Traverser la rivière en tâtant les pierres
Pour progresser, la ligne droite n'est pas toujours possible
Le mouvement que nous faisons jour après jour pour progresser vers nos objectifs n’est pas un long fleuve tranquille. La ligne droite n’est que rarement possible. En réalité, nous n’avançons jamais, je crois, que d’une manière instinctive, pas à pas.

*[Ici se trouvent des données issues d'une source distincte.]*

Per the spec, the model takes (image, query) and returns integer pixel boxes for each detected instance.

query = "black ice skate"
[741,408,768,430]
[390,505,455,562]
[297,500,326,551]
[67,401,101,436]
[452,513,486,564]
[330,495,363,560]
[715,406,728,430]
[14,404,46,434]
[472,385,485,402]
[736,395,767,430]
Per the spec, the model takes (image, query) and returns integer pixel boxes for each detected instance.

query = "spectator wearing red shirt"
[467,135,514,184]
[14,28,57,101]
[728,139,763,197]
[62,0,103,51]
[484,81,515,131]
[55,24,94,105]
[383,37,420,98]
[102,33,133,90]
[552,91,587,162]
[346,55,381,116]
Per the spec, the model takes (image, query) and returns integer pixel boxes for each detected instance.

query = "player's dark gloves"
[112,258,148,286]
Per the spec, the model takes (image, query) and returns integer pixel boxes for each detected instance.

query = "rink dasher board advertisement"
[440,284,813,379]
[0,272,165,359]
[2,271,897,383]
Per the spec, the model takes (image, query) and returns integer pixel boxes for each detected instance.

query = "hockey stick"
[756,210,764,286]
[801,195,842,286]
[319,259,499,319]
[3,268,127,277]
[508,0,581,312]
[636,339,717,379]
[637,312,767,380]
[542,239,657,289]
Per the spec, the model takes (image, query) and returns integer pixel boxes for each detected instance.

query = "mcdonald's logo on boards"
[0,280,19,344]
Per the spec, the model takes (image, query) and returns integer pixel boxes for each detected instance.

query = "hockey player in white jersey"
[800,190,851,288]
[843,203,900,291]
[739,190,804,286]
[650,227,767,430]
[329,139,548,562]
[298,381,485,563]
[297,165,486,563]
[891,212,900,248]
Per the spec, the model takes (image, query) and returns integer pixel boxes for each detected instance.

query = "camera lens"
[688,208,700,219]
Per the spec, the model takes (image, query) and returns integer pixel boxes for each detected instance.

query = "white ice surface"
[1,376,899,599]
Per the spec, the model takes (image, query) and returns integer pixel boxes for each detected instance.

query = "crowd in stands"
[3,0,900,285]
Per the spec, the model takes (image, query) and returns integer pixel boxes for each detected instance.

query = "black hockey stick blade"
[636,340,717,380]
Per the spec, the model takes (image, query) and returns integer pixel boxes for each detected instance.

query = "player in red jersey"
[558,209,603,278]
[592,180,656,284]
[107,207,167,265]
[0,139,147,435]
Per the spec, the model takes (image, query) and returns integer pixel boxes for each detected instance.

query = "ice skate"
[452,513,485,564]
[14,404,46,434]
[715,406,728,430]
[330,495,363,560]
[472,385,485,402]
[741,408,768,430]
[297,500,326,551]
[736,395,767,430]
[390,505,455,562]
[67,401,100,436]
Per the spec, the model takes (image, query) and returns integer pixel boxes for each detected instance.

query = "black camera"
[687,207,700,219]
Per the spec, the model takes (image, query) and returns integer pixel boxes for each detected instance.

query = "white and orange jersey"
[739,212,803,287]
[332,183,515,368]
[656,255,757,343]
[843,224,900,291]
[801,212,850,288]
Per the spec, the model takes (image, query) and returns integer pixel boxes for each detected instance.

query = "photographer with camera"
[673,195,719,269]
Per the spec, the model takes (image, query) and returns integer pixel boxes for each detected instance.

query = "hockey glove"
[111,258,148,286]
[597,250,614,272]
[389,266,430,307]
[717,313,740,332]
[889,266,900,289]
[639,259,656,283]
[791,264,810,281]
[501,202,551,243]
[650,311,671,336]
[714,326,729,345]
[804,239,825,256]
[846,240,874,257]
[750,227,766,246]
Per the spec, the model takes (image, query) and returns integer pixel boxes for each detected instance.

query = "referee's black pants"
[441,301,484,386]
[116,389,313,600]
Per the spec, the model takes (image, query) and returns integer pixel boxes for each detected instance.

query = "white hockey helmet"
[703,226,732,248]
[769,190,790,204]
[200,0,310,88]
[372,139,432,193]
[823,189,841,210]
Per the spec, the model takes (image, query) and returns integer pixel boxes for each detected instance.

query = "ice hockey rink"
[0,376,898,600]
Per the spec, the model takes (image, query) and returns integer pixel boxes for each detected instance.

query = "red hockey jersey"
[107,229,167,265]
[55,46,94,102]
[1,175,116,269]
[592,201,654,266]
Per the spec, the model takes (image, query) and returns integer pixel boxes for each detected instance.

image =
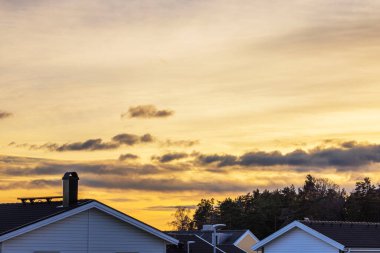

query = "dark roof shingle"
[301,220,380,248]
[166,231,246,253]
[167,234,218,253]
[0,199,93,236]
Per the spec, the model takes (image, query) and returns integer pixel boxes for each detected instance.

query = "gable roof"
[301,220,380,249]
[0,199,93,236]
[218,230,255,245]
[233,230,259,246]
[252,221,345,251]
[166,231,247,253]
[0,199,178,245]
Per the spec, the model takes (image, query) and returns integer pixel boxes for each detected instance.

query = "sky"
[1,0,380,229]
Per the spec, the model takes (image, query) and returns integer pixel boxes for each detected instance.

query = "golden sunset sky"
[1,0,380,229]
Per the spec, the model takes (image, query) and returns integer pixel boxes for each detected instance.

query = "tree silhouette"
[168,207,195,231]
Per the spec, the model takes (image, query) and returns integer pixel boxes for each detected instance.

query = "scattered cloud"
[10,133,155,152]
[340,141,358,149]
[140,133,154,142]
[119,153,139,161]
[112,133,154,146]
[10,133,199,152]
[0,154,249,192]
[145,205,197,211]
[196,154,237,167]
[0,176,251,192]
[82,177,250,192]
[4,140,380,193]
[0,162,163,177]
[8,140,380,171]
[53,139,119,151]
[122,105,174,119]
[0,111,12,120]
[152,152,188,163]
[0,179,58,190]
[106,198,142,202]
[161,139,199,147]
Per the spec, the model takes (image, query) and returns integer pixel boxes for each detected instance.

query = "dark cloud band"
[196,142,380,168]
[11,133,154,152]
[81,177,250,192]
[3,141,380,193]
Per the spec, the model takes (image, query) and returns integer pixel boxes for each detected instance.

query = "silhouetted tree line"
[170,175,380,239]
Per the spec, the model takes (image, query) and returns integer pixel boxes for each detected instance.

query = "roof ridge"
[300,220,380,225]
[0,199,94,205]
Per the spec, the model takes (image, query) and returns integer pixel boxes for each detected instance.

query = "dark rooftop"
[167,234,220,253]
[300,220,380,248]
[166,230,247,243]
[0,199,93,236]
[166,230,247,253]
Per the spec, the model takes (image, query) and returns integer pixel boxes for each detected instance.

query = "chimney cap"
[62,172,79,180]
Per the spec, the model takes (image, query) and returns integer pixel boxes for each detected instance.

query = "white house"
[0,172,178,253]
[252,219,380,253]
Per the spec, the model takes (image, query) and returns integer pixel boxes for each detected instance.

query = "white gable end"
[2,208,166,253]
[89,208,165,252]
[264,228,339,253]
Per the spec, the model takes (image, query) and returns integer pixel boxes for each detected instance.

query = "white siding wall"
[88,209,165,253]
[2,209,166,253]
[3,211,89,253]
[264,228,339,253]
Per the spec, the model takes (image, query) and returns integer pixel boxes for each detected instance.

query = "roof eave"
[252,221,345,251]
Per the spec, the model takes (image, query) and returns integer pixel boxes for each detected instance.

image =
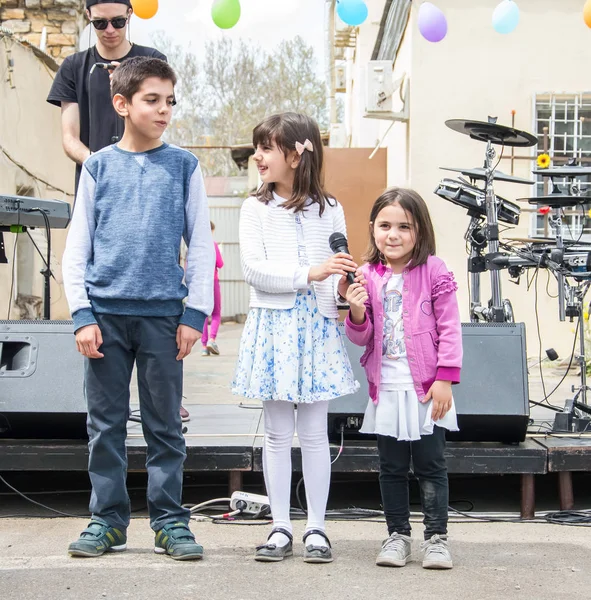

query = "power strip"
[230,491,270,516]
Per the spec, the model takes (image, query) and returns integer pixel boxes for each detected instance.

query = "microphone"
[94,62,116,70]
[329,232,355,284]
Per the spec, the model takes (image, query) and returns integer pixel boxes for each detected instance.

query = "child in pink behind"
[202,221,224,356]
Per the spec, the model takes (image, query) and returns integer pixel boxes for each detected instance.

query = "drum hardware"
[438,121,591,428]
[445,118,539,147]
[523,195,589,209]
[434,178,520,226]
[532,166,591,177]
[507,204,591,431]
[441,117,537,322]
[440,166,534,185]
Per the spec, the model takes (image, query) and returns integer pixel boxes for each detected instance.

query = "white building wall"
[350,0,591,356]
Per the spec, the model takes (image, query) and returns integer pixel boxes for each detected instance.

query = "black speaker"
[328,322,370,438]
[449,322,529,443]
[0,320,87,438]
[330,321,529,443]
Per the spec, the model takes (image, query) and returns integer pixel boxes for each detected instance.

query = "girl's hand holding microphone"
[345,282,368,325]
[308,252,357,283]
[307,253,367,302]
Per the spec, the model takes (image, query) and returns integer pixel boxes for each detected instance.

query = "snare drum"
[434,178,521,225]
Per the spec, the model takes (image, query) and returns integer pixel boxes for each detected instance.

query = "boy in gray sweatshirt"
[62,57,214,560]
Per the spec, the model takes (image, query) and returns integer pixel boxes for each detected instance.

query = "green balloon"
[211,0,241,29]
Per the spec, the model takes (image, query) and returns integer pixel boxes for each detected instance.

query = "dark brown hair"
[252,112,334,216]
[111,56,177,101]
[365,187,436,267]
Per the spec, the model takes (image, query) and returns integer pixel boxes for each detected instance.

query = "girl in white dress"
[233,112,362,563]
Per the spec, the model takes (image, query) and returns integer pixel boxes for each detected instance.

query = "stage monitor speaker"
[329,321,529,443]
[449,322,529,443]
[0,320,87,438]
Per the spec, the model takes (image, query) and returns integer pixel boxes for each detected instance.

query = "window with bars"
[532,94,591,240]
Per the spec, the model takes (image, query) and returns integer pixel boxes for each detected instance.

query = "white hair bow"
[295,139,314,155]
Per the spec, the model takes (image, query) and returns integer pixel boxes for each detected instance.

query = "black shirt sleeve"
[47,54,79,107]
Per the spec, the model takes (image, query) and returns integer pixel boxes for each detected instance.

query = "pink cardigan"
[344,256,462,404]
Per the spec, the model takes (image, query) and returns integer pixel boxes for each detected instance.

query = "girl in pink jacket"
[345,187,462,571]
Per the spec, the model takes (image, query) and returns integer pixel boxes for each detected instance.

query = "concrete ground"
[1,519,590,600]
[1,322,590,599]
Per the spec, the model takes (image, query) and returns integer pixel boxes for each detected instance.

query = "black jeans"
[377,425,448,540]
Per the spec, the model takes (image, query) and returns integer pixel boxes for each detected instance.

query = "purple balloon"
[418,2,448,43]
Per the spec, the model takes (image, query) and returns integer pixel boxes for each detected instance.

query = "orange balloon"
[584,0,591,29]
[131,0,158,20]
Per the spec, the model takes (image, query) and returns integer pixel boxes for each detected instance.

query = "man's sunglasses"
[90,16,128,30]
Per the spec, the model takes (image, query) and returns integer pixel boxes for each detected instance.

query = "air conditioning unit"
[366,60,393,112]
[365,61,409,122]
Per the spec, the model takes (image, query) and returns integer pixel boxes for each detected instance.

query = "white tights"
[262,400,331,548]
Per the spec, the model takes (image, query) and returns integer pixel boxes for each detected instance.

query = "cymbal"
[446,119,538,147]
[532,166,591,177]
[440,167,534,185]
[521,195,589,208]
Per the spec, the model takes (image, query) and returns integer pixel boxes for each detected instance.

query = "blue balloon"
[492,0,520,35]
[337,0,368,27]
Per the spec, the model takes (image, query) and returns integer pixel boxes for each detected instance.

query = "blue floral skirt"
[232,290,359,403]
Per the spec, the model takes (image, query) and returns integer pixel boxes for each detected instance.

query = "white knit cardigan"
[239,195,348,318]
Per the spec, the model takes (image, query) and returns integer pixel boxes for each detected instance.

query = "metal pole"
[325,0,337,125]
[484,141,503,319]
[577,286,588,405]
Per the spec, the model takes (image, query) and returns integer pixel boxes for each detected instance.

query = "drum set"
[435,117,591,432]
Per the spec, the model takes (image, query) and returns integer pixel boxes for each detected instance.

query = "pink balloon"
[418,2,448,43]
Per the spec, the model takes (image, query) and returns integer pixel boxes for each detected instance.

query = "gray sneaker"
[420,534,453,569]
[207,340,219,355]
[376,532,412,567]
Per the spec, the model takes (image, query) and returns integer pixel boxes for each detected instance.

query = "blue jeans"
[85,313,190,531]
[377,426,449,540]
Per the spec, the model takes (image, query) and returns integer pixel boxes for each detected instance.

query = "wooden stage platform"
[1,404,590,519]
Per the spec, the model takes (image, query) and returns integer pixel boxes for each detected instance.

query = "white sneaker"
[420,534,453,569]
[376,532,412,567]
[207,339,219,355]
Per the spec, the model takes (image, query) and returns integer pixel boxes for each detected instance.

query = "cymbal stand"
[466,141,513,322]
[483,141,506,321]
[465,216,487,322]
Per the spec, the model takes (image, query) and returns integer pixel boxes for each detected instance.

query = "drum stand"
[549,209,591,431]
[467,141,514,323]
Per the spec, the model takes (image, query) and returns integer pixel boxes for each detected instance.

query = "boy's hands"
[309,252,357,283]
[176,324,201,360]
[75,324,104,359]
[345,282,368,325]
[422,380,453,421]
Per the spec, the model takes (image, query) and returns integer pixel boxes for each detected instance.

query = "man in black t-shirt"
[47,0,166,190]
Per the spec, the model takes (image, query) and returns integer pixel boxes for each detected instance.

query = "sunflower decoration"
[537,153,551,169]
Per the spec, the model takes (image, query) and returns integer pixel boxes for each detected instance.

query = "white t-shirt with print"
[381,274,414,386]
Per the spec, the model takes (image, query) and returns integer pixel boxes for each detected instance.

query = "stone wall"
[0,0,84,62]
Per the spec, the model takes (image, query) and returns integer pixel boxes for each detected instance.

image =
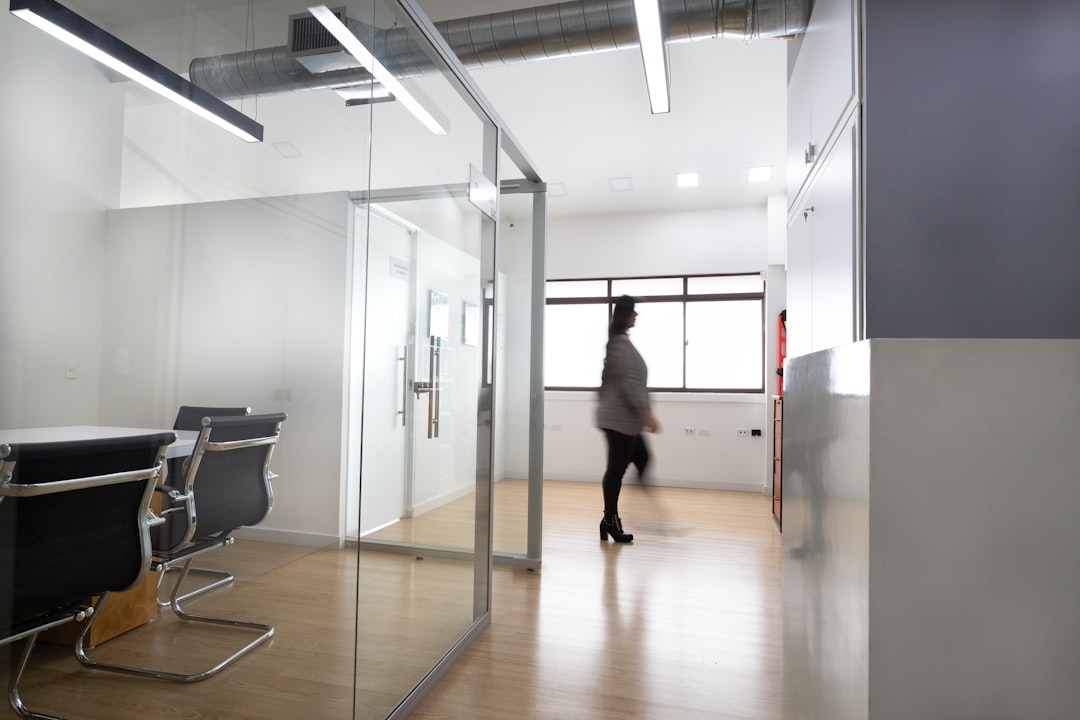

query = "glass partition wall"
[491,183,547,567]
[0,1,542,719]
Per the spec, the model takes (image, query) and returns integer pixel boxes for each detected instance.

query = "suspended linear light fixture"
[336,83,394,107]
[9,0,263,142]
[632,0,670,114]
[307,5,448,136]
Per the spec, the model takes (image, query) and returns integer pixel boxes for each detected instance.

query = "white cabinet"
[809,125,856,353]
[785,0,860,358]
[785,199,813,359]
[786,0,858,206]
[786,54,815,200]
[787,124,858,357]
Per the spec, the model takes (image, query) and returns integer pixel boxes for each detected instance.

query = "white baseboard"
[542,472,761,493]
[232,526,344,548]
[409,482,474,517]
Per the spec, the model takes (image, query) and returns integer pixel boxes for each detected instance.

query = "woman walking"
[596,295,660,543]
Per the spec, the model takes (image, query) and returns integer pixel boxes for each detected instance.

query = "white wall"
[544,206,777,492]
[547,207,767,279]
[98,206,185,427]
[101,194,351,545]
[0,10,125,430]
[545,392,767,491]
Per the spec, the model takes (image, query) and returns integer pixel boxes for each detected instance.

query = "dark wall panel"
[863,0,1080,338]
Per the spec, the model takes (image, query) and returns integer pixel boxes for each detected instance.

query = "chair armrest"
[202,435,278,453]
[152,485,191,522]
[0,466,160,497]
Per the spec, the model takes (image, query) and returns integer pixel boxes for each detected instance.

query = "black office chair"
[76,412,286,683]
[154,405,250,607]
[0,432,174,719]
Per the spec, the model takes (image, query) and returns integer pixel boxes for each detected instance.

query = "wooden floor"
[1,481,781,720]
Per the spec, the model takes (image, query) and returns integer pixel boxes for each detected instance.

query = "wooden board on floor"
[39,571,159,648]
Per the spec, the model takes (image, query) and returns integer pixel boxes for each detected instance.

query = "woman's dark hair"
[608,295,637,337]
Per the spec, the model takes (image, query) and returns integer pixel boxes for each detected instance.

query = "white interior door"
[350,193,484,552]
[355,206,415,535]
[405,226,482,544]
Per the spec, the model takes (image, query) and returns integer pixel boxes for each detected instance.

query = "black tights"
[601,429,649,516]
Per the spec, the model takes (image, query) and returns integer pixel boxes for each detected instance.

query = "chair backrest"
[0,432,174,636]
[180,412,286,543]
[159,406,252,550]
[173,405,250,431]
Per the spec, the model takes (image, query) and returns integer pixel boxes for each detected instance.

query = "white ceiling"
[415,0,790,219]
[75,0,790,219]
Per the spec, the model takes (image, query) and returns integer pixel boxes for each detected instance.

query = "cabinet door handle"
[804,142,817,165]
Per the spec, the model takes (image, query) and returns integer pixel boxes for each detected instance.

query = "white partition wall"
[782,339,1080,719]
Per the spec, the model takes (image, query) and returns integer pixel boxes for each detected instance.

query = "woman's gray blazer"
[595,334,651,436]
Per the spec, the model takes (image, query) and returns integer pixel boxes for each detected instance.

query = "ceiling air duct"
[189,0,811,101]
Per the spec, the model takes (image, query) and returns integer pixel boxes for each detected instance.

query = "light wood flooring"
[1,481,781,720]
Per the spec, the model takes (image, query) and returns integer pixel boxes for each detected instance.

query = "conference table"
[0,425,200,647]
[0,425,199,459]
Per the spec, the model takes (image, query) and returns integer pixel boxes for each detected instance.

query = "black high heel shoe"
[599,514,634,543]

Une maxime chinoise encapsule dans une image parlante ce mouvement d’avancée incertaine que j’essaie de décrire : Traverser la rivière en tâtant les pierres1. Qui ne se souvient d’avoir un jour franchi un cours d’eau à gué, en prenant appui avec difficulté sur un lit de pierres instables ? Il faut à chaque pas assurer son équilibre avant d’engager le pas suivant. Quand l’eau est trouble, ou profonde, le pied est seul maître et guide de la progression, il est au contact, c’est lui qui sent, donc qui sait.
On peut former des plans sophistiqués pour atteindre l’autre rive, mais en fin de compte, l’avancée ne se réalisera que par cette humble progression, à partir du sentir qui conditionne la prise d’élan et l’enjambée suivante. Ce traverser la rivière en tâtant les pierres dit que notre voie s’invente moins à partir d’un dessein général que d’une succession d’appuis et de paris, au plus proche des conditions rencontrées, et de nos capacités du moment.
Sans doute avons-nous besoin de fermer les yeux de temps à autre, pour se concentrer sur notre ressenti, percevoir différemment notre rapport au milieu, à l’environnement dont on participe, et ainsi « intuiter » les points d’appui qui vont nous permettre de cheminer et d’inventer la note d’après.
Ma source d’inspiration est le livre de Christine Cayol, Traverser la rivière en tâtant les pierres - Dix proverbes de la sagesse chinoise (éditions Tallandier).